Days Sales in Inventory: How it Applies to Real Estate

Days Sales in Inventory (DSI), which measures how long a company holds inventory before selling it, has a limited but relevant application in real estate, particularly for homebuilders, developers, and real estate investment firms dealing with unsold properties.

Application in Real Estate

  1. For Homebuilders & Developers: DSI indicates how quickly homes or units are sold after construction. A high DSI may signal slow sales or oversupply, while a low DSI suggests strong demand.
  2. For Real Estate Investment Firms: In the case of flippers or developers, DSI helps measure how efficiently properties are acquired, renovated, and sold.
  3. For Multifamily & Commercial Real Estate: While DSI is less commonly used, a similar concept applies to vacancy periods—how long a unit remains unoccupied before being leased.

Application of DSI to Multifamily Real Estate

To adapt Days Sales in Inventory (DSI) for multifamily leasing efficiency, we can create a Days to Lease (DTL) metric, which measures how long a unit remains vacant before being leased. This is particularly useful for tracking leasing performance across different properties or markets.

Formula for Days to Lease (DTL)

DTL = Total Vacant Unit-Days / Total Leased Units in Period

Where:

  • Total Vacant Unit-Days = Sum of days each unit remains vacant before being leased.
  • Total Leased Units in Period = Number of units leased within a given timeframe.

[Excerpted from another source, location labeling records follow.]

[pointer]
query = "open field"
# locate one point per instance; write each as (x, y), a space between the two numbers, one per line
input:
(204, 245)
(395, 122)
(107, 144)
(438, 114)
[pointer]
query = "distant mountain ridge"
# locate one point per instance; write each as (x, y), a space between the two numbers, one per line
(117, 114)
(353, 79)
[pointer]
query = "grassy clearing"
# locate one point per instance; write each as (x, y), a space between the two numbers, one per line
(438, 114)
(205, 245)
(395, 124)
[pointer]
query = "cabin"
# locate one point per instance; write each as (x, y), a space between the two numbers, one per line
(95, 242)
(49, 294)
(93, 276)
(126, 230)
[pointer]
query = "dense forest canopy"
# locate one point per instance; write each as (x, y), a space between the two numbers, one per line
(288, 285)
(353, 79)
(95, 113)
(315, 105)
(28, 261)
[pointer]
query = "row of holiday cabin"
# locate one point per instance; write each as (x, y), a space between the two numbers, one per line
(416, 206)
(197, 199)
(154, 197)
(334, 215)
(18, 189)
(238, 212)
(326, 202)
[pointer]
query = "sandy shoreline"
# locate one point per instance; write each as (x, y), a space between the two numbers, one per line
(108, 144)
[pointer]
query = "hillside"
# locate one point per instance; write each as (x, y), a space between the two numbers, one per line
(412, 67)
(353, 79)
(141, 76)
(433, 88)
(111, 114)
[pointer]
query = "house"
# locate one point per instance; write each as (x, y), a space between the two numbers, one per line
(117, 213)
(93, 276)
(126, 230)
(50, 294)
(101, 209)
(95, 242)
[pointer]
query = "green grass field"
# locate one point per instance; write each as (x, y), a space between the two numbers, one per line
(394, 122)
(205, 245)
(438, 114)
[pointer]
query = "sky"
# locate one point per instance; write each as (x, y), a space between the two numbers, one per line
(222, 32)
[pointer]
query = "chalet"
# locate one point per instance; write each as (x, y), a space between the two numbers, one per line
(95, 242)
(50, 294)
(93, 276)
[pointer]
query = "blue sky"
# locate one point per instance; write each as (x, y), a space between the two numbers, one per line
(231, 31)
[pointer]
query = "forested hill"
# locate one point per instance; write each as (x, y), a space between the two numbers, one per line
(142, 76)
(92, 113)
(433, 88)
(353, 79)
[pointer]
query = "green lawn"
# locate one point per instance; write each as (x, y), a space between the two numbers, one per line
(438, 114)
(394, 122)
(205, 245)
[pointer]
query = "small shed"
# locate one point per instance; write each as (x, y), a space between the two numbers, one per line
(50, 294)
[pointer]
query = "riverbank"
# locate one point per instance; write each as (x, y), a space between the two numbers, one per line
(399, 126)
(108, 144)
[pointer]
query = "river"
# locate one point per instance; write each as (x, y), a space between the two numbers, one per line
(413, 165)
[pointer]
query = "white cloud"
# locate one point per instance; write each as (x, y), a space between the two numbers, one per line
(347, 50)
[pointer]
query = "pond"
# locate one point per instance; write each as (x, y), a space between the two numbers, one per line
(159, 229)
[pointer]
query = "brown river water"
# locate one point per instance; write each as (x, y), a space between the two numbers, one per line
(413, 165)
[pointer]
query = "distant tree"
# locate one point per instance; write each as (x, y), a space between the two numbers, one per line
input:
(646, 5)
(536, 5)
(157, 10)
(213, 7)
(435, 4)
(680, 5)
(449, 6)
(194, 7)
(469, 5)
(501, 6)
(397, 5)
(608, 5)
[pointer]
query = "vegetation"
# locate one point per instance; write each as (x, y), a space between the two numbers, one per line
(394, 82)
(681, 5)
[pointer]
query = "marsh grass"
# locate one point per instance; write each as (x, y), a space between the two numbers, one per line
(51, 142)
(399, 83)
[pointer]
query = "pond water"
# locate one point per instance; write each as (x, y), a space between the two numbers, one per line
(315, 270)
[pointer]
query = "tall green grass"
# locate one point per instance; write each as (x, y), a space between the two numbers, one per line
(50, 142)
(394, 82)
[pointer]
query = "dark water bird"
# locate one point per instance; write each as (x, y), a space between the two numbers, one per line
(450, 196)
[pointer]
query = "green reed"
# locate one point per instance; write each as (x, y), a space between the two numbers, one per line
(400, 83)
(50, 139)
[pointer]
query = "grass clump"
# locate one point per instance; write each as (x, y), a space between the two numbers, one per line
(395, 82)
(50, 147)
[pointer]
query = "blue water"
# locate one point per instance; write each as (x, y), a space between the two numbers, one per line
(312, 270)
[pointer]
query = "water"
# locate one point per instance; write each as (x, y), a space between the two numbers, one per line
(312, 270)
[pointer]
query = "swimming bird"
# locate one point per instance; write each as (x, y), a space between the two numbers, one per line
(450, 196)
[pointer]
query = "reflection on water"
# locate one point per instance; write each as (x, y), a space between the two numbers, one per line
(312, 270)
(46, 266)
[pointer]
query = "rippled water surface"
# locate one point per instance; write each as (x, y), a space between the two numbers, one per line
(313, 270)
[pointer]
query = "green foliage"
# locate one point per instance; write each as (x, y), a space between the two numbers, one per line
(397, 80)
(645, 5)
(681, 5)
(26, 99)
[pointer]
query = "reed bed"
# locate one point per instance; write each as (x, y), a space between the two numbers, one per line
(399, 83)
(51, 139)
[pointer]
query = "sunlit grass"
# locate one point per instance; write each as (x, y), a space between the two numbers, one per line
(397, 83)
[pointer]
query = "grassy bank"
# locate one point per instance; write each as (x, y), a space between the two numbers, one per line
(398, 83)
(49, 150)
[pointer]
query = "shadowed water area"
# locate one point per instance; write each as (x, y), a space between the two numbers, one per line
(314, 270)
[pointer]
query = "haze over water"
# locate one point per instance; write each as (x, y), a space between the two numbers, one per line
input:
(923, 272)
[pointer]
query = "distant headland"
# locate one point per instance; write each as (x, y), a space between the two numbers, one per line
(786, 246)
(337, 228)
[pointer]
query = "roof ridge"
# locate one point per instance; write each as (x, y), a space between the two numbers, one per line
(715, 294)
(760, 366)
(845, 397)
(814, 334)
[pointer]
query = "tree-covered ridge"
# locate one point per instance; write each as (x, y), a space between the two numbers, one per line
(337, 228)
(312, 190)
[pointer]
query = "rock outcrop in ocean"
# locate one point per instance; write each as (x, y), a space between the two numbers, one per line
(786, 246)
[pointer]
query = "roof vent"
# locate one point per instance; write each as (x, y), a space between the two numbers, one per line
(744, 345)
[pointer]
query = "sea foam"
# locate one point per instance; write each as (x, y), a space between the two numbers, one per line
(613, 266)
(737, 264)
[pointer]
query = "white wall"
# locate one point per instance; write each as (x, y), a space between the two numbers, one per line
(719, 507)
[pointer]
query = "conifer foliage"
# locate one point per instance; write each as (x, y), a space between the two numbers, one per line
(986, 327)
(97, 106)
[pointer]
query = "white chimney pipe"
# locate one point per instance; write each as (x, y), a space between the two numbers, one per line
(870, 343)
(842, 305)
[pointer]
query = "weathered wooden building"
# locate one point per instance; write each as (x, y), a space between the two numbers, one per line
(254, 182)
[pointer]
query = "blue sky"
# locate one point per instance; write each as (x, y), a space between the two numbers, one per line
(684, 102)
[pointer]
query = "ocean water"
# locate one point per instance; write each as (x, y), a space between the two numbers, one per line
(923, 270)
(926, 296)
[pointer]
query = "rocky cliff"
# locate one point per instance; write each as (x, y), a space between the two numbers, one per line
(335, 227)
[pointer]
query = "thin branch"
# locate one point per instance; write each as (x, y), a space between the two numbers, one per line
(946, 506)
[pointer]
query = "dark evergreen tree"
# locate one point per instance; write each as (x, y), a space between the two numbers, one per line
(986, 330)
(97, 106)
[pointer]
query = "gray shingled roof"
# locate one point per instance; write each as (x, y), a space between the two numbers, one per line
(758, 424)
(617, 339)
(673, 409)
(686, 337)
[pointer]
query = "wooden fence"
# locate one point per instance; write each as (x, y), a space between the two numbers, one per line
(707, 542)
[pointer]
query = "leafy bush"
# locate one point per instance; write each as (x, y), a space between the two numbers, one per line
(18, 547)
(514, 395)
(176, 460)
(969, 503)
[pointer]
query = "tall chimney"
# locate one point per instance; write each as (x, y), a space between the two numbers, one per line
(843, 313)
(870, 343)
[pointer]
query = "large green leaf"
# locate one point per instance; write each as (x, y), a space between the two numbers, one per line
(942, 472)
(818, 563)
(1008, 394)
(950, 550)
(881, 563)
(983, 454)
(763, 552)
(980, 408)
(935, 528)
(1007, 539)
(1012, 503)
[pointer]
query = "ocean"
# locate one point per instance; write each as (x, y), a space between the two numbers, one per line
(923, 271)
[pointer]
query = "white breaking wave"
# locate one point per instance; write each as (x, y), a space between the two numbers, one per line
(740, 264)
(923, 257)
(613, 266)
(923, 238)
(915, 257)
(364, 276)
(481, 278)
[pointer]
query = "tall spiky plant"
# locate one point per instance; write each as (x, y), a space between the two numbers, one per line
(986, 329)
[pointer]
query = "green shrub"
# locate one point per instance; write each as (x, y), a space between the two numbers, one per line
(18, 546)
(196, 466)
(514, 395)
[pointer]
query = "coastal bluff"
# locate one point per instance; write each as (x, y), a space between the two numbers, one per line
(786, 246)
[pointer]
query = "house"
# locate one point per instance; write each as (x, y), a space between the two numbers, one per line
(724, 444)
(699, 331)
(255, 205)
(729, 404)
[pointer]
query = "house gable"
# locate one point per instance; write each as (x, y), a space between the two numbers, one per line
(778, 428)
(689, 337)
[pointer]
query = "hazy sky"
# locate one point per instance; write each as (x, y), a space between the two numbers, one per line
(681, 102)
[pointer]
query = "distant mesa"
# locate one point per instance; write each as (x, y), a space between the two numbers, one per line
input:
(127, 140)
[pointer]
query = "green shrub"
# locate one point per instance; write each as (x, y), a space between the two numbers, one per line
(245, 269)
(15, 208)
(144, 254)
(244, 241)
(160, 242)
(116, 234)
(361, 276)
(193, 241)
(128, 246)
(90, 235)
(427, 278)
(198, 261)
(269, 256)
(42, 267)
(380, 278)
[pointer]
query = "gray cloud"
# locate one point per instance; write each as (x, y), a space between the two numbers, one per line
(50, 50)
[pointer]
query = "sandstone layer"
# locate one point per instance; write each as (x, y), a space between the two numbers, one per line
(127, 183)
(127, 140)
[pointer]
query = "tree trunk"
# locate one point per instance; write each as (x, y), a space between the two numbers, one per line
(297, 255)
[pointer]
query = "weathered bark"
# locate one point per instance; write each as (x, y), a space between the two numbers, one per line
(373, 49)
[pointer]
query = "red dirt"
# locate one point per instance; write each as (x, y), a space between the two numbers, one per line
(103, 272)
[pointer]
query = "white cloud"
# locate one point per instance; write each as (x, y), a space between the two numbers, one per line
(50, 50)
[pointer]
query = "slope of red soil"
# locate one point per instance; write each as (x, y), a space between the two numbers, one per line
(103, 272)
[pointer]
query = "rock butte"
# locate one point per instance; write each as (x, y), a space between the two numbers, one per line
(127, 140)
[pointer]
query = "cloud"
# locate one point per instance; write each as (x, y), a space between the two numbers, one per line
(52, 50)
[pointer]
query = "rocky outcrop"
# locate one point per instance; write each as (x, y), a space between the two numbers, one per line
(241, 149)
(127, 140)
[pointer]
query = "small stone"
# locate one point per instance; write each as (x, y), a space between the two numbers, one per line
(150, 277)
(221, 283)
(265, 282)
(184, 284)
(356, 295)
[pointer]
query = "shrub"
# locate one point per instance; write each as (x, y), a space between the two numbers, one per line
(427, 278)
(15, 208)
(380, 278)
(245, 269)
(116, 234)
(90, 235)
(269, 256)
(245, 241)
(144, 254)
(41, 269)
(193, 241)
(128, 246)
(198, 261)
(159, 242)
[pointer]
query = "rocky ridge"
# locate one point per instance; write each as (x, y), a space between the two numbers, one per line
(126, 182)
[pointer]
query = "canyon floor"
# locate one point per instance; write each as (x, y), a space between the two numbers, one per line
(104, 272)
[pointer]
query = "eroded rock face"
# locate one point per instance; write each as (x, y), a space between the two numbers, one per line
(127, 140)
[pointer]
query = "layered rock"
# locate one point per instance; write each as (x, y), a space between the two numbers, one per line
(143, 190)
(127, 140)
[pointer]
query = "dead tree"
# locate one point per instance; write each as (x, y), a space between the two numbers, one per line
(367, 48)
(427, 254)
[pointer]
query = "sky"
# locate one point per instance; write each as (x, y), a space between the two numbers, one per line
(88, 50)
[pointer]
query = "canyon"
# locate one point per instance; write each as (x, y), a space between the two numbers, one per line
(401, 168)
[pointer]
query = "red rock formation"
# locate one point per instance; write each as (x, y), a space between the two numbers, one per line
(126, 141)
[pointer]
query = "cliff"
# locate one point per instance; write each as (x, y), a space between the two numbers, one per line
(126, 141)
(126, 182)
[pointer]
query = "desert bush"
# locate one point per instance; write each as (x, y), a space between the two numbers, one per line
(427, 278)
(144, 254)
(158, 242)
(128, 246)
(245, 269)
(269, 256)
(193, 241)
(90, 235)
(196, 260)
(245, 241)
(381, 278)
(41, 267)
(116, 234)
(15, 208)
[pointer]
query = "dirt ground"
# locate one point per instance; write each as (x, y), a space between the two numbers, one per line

How DSI Applies to Multifamily Real Estate

  1. Leasing Efficiency – A lower DTL suggests strong leasing demand, while a high DTL indicates potential issues like pricing, marketing, or property desirability.
  2. Benchmarking Across Markets – Compare DTL for different properties, submarkets, or unit types to identify trends and inefficiencies.
  3. Impact on Revenue – Longer DTL leads to higher vacancy loss, reducing overall NOI (Net Operating Income).
  4. Advertising Effectiveness – Helps assess how well marketing and leasing strategies are performing.

Example Calculation

If a property has 5 vacant units and each took an average of 20 days to lease, then:

Example Calculation: DTL = (5 x 20) / 5 = 20 days

This means it takes an average of 20 days to lease a vacant unit.